Appeal from the Superior Court of Cook County; the Hon. HENRY W. DIERINGER, Judge, presiding. Order reversed and cause remanded with directions.


This case is before us on a petition for leave to appeal from an order of the Superior Court of Cook County entered on April 24, 1963, granting a new trial to the plaintiff Ella Louise Panelle. The transcript of the post-trial motion showed that the court considered all the assignments of error enumerated by the plaintiff and granted a new trial solely upon the ground that he understood counsel for the defendant, CTA, in his address to the jury to make remarks to the effect that "there would not be enough money collected in a year to pay out the claims in a month." The judge commented "there is no room in final argument for inability of the defendant to pay, or other extraneous matters on claims pending outside, . . ."

The remarks actually made by counsel for the CTA are as follows:

"Now, let me say further that if we, a municipal corporation, cannot have a trial on the law and the evidence, ladies and gentlemen, then aside from the aspects of what it does to our judicial system, I want to say this. That if we cannot decide what cases must go to be decided by a jury and bring in what evidence we have and expect that case to be decided on the law and the evidence, if we are going to be required to pay every claim made against our company whether we think it is justified or not, if we don't have the right to go to a jury of 12 people who will decide the case on the law and the evidence, then I will tell you frankly, there isn't enough money collected in a year that we would have to pay out in claims in a month."

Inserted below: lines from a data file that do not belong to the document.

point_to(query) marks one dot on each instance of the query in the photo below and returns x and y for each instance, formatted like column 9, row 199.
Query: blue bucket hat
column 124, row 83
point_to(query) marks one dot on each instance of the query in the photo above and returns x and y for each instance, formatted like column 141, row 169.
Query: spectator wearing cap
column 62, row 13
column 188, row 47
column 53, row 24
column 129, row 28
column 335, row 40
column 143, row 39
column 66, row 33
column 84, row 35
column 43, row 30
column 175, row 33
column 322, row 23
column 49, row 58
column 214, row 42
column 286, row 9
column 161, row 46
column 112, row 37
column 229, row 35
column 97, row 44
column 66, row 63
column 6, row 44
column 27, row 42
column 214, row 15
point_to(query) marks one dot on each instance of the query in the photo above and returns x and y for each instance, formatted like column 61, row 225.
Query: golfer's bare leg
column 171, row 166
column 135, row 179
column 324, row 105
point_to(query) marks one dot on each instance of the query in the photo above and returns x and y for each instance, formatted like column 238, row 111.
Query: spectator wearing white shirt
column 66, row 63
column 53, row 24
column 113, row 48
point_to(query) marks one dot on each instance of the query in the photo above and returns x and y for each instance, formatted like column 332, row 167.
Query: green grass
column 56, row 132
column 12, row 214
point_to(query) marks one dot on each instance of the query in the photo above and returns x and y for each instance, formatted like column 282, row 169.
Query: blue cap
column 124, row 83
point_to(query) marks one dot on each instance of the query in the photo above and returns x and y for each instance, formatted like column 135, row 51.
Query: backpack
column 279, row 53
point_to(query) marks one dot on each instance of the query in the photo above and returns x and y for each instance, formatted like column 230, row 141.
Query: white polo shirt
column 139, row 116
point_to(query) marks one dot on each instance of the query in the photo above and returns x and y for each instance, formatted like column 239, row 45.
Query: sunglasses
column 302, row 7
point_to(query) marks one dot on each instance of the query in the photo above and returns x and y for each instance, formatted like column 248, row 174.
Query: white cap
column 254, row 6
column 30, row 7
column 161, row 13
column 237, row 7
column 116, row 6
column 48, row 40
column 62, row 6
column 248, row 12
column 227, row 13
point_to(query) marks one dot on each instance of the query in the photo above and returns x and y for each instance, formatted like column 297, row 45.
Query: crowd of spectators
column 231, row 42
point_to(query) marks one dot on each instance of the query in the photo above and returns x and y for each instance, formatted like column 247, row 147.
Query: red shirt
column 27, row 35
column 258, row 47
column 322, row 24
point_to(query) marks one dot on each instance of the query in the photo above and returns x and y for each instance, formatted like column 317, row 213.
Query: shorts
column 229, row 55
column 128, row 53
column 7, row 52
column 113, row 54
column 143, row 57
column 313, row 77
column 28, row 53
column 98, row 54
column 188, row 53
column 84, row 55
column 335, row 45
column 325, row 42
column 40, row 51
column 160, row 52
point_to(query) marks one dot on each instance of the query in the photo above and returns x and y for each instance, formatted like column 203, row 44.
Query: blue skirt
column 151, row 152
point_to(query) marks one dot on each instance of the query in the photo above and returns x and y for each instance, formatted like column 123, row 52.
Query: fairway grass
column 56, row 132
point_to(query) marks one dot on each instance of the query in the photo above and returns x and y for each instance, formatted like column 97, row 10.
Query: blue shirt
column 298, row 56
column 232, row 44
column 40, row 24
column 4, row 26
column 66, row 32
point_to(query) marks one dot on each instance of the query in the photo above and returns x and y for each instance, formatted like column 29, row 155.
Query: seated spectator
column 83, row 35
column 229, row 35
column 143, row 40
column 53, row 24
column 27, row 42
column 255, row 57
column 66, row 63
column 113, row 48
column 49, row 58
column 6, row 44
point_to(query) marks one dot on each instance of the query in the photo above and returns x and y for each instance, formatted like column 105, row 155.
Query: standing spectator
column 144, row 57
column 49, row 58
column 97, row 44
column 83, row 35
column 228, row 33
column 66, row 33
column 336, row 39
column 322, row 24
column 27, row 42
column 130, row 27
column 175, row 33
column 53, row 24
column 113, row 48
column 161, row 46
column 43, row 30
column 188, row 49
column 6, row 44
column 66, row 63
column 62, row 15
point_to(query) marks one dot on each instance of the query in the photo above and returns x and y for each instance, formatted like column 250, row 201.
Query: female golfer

Objection was made to these remarks of counsel and the trial court sustained the objection.

The suit arose out of a bus-car collision. The plaintiff was driving on 42nd Street in a westerly direction. Defendant's bus was proceeding in a northward direction on Indiana Avenue. Indiana Avenue was a through street; 42nd Street was not. The collision occurred somewhere near the middle of the intersection with the bus striking the plaintiff's car in the center or in the left side rear. There was conflicting evidence as to whether the plaintiff stopped at the stop sign and as to whether the bus was stopped and discharging passengers at the time the plaintiff began to proceed into the intersection. The trial court felt that the case was a close one, and we, also, believe that the determination of the case depended upon whether the jury believed the CTA's account of the accident or the plaintiff's.

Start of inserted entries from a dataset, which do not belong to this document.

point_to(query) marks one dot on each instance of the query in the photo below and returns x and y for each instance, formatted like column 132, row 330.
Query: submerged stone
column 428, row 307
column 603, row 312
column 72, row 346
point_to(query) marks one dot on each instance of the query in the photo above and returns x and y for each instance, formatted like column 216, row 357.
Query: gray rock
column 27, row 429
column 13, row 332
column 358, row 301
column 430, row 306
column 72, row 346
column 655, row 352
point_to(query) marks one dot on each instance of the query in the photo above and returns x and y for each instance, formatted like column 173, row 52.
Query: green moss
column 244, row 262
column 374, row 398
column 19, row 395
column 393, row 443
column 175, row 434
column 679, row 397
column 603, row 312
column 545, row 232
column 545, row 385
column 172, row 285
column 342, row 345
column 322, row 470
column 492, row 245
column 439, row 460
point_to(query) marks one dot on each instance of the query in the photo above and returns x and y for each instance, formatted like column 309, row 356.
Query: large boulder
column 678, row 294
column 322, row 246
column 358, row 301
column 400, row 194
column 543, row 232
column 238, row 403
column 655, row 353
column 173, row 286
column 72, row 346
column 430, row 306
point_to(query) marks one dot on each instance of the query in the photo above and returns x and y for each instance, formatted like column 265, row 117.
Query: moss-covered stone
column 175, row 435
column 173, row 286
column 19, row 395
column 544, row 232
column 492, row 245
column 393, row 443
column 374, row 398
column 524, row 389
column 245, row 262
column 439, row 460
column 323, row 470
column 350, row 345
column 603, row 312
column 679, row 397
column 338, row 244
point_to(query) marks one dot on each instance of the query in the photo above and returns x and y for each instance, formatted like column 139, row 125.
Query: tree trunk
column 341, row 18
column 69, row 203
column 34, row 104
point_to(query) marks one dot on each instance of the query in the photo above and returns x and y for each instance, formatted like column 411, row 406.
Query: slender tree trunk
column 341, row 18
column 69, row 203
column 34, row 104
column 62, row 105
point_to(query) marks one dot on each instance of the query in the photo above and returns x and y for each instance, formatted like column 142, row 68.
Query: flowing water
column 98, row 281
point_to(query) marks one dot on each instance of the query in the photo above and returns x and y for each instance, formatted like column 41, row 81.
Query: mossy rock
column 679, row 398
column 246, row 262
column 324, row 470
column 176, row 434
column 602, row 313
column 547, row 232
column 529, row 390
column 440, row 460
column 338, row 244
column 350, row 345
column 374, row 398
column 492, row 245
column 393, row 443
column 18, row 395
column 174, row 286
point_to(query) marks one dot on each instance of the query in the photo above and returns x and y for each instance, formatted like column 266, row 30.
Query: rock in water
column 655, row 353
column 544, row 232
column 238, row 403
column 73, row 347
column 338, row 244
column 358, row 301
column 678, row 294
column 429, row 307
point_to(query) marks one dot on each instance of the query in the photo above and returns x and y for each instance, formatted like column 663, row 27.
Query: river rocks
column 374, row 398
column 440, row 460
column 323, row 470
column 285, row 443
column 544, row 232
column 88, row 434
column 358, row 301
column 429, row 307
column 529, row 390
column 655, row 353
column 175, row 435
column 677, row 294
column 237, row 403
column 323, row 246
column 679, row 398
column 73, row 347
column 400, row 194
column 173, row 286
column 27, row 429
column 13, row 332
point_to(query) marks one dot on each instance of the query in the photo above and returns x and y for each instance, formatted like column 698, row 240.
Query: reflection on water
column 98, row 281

It is most important where there is testimony to sustain a verdict for either party and the case depends substantially upon the credibility of the witnesses, that the issues should be determined by an impartial jury. Appel v. Chicago City R. Co., 259 Ill. 561, 568, 102 N.E. 1021 (1913); Bulleri v. Chicago Transit Authority, 41 Ill. App.2d 95, 100, 190 N.E.2d 476 (1963). The rule applicable to this case was well stated in the Appel case at 567:

". . . Where objections made to improper argument are sustained, counsel is corrected and the jury are instructed to disregard it, the improper argument cannot usually be made the basis of reversal. But upon a motion for a new trial the question still remains whether the defeated party, in view of the whole record, has had a fair trial, and this question is committed to the discretion of the trial court, — not to its absolute discretion but to its judicial discretion."

See, also, Crutchfield v. Meyer, 414 Ill. 210, 214-215, 111 N.E.2d 142 (1953); 3A Nichols Illinois Civil Practice (1961), §§ 3553, 3554, p 206.

The court in this case was of the belief that the statements of counsel led the jury to believe that the CTA did not have sufficient funds to pay its just debts. If this was the import of the statement, it was, of course, improper. Eizerman v. Behn, 9 Ill. App.2d 263, 285, 132 N.E.2d 788 (1956); 3A Nichols Illinois Civil Practice (1961) § 3565, p 213.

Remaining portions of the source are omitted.